The Leaders Feel “Threatened” After Obama’s Visit / 14ymedio

Eduardo Cardet, national coordinator of the Christian Liberation Movement. (Flickr)
Eduardo Cardet, national coordinator of the Christian Liberation Movement. (Flickr)

14ymedio, 21 April 2106 — The national coordinator of the Christian Liberation Movement (MCL), Eduardo Cardet, argues that the communist leaders of Cuba felt “very threatened” by the recent visit of US President Barack Obama. “They fear losing power,” he said told the Catholic news agency Aciprensa on Wednesday.

“This entrenchment (of the senior leaders) in that old position demonstrates the fragility they feel, the fear in the face of the change that our people are expecting. The people of Cuba have changed, there is a diversity that is manifesting itself and there is an exhaustion with this official discourse and there is no longer any identification with the message that they want to impose on the people,” he asserts.

For Cardet, the recently concluded Seventh Congress of the Cuban Communist Party has been “more of the same” and has failed to meet the expectations of the people. However, the coordinator of the MCL admitted that no significant change was not expected at that meeting.
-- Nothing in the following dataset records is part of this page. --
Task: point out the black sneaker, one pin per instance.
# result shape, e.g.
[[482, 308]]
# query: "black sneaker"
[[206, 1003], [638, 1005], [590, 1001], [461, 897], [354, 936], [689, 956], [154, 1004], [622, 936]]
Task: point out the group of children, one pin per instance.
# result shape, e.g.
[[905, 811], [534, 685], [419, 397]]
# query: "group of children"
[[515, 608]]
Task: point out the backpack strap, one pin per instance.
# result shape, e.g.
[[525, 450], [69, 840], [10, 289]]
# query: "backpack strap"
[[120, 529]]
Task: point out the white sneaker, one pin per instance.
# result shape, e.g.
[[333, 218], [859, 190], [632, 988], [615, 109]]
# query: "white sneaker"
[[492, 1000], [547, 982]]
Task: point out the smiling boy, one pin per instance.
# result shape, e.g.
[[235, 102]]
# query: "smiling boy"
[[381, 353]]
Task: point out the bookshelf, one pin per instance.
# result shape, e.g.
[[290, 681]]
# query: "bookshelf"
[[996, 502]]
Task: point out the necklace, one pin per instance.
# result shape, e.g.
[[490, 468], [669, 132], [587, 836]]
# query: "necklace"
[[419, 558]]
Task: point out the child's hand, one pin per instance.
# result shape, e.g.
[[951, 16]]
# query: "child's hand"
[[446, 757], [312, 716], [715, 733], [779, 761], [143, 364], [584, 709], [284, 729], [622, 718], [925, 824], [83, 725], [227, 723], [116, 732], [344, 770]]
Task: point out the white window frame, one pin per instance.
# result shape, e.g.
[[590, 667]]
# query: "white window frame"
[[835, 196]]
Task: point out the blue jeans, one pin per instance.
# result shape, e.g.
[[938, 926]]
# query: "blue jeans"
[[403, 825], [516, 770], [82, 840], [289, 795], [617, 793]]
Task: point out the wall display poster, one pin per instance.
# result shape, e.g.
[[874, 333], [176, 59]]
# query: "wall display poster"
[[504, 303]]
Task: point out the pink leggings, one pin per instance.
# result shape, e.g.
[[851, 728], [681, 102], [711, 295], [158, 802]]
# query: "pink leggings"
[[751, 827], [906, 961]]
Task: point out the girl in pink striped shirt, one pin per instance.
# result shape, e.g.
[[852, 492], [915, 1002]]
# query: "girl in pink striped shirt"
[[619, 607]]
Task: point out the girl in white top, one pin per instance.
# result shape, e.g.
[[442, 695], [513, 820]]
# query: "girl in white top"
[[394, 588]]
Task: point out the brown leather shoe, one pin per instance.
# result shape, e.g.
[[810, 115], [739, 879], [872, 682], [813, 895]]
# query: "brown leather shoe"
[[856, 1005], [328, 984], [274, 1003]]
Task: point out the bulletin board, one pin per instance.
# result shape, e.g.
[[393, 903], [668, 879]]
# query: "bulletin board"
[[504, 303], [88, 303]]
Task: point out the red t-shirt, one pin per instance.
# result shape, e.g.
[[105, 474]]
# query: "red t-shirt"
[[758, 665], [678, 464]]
The opposition stressed that even “moderate Communist members” are “extremely disappointed” because they had “the hope that there would be a certain renewal within the core of the party to bring a fresh air, fresh ideas and they have seen that that opportunity has vanished and that nothing really positive has happened.”

Cardet considered the harsh criticism from Foreign Minister Bruno Rodriguez directed on Monday at the United States president as a proof of the fear of the party leaders of losing power. “Because of this they are returning to these hardline positions,” returning to the rhetoric of confrontation and “pointing to the United States as the empire that is supposedly destroying the Cuban nation and all these fallacies that do nothing to support reconciliation or the normalization of relations,” he said.

The leader of the movement founded by Oswaldo Paya stressed that the continued repression towards the opposition “shows that the Government has no intention of changing with regards to political tolerance” and he invited Cubans to “be united and work hard” to achieve a transition to a state of law.